Where ‘list_metrics’ is the array of strings obtained from splitting the line after the “|” character using semicolon. Note that in a topology with ‘n’ nodes, nodes are enumerated in the range [0, n-1] This pointer will return a list of measurements for a particular src-dst path. In this list measurements are separated by comma (,) and provide the following measurements:

  1. Average traffic rate (in bits/s) transmitted in each source-destination pair in the network.
  2. Number of packets transmitted in each src-dst pair per second.
  3. Number of packets dropped in each src-dst pair per second.
  4. Average per-packet delay over the packets transmitted in each src-dst pair (in seconds).
  5. Average natural logarithm of the per-packet delay over the packets transmitted in each src-dst pair. This is avg(Ln(packet_delay)).
  6. 10th percentile of the per-packet delay over the packets transmitted in each src-dst pair (in seconds).
  7. 20th percentile of the per-packet delay over the packets transmitted in each src-dst pair (in seconds).
  8. 50th percentile (median) of the per-packet delay over the packets transmitted in each src-dst pair (in seconds).
  9. 80th percentile of the per-packet delay over the packets transmitted in each src-dst pair (in seconds).
  10. 90th percentile of the per-packet delay over the packets transmitted in each src-dst pair (in seconds).
  11. Variance of the per-packet delay (jitter) over the packets transmitted in each src-dst pair.
  12. Average packet size over the packets transmitted on the path (in bits)
  13. 10th percentile of the per-packet size over the packets transmitted in each src-dst pair (in bits).
  14. 20th percentile of the per-packet size over the packets transmitted in each src-dst pair (in bits).
  15. 50th percentile of the per-packet size over the packets transmitted in each src-dst pair (in bits).
  16. 80th percentile of the per-packet size over the packets transmitted in each src-dst pair (in bits).
  17. 90th percentile of the per-packet size over the packets transmitted in each src-dst pair (in bits).
  18. Variance of the per-packet size over the packets transmitted in each src-dst pair.

If the sample have more than one flow per path, then the experimentResultsFlow.txt is also included.

experimentResultsFlow.txt: Contains the measurements per flow obtained by our network testbed for every sample. Each line in ‘experimentResultsFlow.txt’ corresponds to an experiment using the topology and a routing specified in the ‘input_files.txt’, and the input traffic parameters specified in the ‘tm/tm-<sample_id>.txt’ file.

We use semicolon (;) to separate paths  in the line and colon(:) to separate flows in a path. Finally the metrics of the related flow are separated by commas (,).

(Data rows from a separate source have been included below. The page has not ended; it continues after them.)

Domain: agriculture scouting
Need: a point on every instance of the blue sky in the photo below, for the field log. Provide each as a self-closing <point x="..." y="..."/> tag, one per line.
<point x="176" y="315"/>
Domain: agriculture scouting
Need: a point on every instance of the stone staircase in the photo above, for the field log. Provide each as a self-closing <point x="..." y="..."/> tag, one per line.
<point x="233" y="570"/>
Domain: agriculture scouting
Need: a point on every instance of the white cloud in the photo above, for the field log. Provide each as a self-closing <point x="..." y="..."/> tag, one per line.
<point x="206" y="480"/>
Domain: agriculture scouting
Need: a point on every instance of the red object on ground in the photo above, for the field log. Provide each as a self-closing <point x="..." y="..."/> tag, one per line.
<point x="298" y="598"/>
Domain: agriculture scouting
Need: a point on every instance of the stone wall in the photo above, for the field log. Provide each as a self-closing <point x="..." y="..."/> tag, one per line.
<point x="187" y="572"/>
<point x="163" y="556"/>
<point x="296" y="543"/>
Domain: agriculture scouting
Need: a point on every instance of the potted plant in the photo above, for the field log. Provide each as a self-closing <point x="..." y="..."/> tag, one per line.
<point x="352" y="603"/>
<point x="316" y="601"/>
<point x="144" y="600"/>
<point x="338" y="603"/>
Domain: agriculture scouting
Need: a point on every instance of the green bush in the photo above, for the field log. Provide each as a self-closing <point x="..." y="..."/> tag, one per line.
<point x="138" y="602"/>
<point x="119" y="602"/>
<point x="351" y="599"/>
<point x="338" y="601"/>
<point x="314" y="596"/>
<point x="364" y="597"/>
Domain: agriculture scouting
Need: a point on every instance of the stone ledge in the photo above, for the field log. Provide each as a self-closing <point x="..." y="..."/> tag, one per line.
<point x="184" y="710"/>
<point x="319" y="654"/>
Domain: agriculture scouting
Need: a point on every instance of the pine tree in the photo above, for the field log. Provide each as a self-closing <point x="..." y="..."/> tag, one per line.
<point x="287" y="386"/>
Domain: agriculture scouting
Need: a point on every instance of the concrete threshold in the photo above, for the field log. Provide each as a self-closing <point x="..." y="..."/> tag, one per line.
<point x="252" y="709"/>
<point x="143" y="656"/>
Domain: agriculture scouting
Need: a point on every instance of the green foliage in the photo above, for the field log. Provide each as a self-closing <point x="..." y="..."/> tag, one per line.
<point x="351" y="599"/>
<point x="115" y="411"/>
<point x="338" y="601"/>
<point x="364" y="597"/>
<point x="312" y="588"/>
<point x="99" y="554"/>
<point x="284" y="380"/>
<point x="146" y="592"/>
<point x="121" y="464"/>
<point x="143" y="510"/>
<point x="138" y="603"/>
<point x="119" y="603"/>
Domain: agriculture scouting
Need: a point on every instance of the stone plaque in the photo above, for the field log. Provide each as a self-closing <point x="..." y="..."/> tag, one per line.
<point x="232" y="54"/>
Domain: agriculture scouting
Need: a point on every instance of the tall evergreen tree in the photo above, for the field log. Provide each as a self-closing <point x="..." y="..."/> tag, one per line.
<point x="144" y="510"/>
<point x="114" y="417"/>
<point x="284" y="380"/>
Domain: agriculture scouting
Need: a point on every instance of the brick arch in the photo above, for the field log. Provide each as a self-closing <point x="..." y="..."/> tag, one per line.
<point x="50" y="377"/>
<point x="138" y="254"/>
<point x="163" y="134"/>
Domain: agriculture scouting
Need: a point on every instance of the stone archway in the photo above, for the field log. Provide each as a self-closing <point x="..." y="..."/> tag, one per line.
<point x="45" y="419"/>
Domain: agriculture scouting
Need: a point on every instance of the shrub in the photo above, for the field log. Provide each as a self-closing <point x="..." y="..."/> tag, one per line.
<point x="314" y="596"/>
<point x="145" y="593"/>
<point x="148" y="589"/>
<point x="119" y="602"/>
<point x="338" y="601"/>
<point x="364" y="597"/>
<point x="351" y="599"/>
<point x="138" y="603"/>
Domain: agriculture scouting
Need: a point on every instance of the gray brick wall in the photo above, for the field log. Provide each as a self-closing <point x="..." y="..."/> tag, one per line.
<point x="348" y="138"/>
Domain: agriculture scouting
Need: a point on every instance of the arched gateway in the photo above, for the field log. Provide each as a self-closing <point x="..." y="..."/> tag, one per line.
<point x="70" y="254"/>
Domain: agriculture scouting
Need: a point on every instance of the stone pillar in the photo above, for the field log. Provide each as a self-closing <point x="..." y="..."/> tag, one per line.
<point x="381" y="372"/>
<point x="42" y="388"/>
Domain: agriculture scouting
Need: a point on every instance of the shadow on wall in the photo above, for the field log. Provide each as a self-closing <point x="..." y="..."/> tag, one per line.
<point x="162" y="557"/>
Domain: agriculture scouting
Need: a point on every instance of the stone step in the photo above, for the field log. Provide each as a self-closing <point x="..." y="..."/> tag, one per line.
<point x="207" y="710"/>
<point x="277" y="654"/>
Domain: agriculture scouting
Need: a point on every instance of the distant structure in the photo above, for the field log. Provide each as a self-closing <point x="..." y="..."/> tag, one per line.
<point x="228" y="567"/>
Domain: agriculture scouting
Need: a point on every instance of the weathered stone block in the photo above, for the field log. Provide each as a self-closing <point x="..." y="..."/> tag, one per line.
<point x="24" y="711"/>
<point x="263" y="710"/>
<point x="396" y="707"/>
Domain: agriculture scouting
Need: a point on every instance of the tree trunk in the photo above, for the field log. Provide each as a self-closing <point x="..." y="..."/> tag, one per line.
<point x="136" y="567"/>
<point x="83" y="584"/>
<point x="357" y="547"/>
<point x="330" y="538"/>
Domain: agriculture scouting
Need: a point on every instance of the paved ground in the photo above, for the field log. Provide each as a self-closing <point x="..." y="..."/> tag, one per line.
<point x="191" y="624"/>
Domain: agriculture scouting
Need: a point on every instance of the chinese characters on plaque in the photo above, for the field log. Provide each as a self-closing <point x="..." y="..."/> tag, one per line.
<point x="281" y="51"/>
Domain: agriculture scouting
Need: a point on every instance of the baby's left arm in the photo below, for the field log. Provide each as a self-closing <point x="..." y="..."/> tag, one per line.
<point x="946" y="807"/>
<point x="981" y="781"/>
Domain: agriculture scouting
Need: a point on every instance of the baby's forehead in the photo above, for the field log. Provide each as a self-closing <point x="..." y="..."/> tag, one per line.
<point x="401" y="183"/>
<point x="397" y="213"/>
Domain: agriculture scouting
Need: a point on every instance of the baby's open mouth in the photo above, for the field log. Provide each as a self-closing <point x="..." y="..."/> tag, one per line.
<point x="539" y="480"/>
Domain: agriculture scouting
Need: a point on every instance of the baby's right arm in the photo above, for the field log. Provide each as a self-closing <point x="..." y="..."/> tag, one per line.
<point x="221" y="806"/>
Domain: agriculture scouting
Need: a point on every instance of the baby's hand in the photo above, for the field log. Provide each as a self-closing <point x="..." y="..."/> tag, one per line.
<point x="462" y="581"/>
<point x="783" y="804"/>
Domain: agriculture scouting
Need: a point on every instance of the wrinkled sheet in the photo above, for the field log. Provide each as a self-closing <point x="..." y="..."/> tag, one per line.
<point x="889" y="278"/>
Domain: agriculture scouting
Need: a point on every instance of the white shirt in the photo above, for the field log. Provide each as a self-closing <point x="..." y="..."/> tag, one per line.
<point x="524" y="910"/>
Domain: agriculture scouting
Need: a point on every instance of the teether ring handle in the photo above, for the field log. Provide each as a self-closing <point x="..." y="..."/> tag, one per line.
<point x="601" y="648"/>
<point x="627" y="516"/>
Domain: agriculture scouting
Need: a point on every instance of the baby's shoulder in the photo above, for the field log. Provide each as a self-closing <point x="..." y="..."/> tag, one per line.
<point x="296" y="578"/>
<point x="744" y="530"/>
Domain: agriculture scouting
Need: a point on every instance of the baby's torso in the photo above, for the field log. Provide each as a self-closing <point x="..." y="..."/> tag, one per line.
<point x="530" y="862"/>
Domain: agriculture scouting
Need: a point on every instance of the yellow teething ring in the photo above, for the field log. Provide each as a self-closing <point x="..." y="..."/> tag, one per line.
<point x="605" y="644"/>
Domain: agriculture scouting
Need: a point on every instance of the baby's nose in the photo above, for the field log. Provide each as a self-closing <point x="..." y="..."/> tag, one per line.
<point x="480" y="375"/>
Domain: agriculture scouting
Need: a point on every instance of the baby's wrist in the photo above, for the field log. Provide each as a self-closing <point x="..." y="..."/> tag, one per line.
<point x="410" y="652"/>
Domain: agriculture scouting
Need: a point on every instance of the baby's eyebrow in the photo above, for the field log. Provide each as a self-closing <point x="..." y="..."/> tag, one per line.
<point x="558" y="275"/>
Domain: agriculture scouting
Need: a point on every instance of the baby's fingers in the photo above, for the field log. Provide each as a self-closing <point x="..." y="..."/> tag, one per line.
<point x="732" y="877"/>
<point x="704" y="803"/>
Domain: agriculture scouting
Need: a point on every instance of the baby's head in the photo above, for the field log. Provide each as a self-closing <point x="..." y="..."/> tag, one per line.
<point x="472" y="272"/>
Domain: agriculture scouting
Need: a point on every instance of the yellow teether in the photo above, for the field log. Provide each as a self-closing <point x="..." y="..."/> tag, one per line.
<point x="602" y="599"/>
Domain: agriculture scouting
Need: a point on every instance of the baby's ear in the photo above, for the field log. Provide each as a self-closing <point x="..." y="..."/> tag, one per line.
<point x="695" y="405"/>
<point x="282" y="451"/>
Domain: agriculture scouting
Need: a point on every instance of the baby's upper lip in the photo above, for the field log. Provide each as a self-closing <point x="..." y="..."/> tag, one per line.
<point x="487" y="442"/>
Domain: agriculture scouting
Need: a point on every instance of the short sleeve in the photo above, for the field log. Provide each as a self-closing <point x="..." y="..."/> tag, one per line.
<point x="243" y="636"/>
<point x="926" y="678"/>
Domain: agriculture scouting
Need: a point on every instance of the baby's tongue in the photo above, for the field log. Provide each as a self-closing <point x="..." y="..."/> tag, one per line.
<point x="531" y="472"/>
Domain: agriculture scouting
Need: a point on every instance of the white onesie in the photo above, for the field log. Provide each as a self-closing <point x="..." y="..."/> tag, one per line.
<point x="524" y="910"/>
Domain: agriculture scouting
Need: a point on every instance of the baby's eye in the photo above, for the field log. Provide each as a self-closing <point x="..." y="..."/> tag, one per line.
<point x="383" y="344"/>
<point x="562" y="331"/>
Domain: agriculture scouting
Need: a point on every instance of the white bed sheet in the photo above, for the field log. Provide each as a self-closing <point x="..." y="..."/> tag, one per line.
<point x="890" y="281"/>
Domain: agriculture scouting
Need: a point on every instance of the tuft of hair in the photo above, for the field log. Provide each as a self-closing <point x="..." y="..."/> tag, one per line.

Likewise, the different measurements (e.g., delay, jitter) for each flow are separated by commas (,). So, to obtain a pointer to the metrics of a specific flow from ‘node_src’ to ‘node_dst’, one can split the CSV format considering the semicolon (;) as separator:
list_metrics[src_node*n+dst_node] = path_metrics (from src to dst)

Where ‘list_metrics’ is the array of strings obtained from splitting the line using semicolon. The obtained string is then spitted again using colon(:) to obtain the list of flows.

Note that in a topology with ‘n’ nodes, nodes are enumerated in the range [0, n-1] This pointer will return a list of measurements for a particular flow of src-dst path. In this list measurements are separated by comma (,) and provide the same metrics described per path in the experimentResults.txt file.